この想いを唄にのせて


 いつもの2-Aの教室に向かってみると、スズキくんはやっぱりそこにいた。窓から夕陽が差し込んで、スズキくんの綺麗な茶髪が透けて輝いて見えた。
 声をかけることも忘れて見ているとスズキくんがいつかのように私に気づいてギターを持ったまま歩み寄ってきた。


「部長、こんなところで何してるんです?」
「スズキくんに、会いに来た」


 私がそう言うと、スズキくんの動きが一瞬止まった。


「何か用ですか?」
「うん、あのね。私スズキくんのこと好きになろうと思って」
「え?」


 するとスズキくんの顔が心なしか赤くなったような気がした。夕陽のせいかもしれない。
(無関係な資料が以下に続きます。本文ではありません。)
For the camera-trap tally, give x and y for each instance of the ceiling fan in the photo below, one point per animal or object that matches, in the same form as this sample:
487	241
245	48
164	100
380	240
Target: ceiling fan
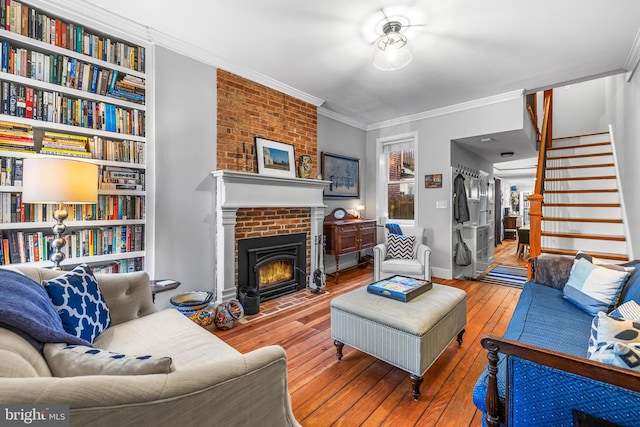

「歌詞のために、スズキくんを好きな女の子になりきる必要があるって気づいたの」
「え?歌詞?なりきる?」
「そう!実は全然歌詞進んでなくて、スズキくんの顔見ながら書いたらちょっとはイメージできるかなって」
「ああ、なるほど……」
「協力してくれる?」
「いいですけど……部長の言葉は紛らわしいんです……」
「え?」


 何だかよく分からないけれど唇を尖らせていじけるスズキくんは少し可愛かった。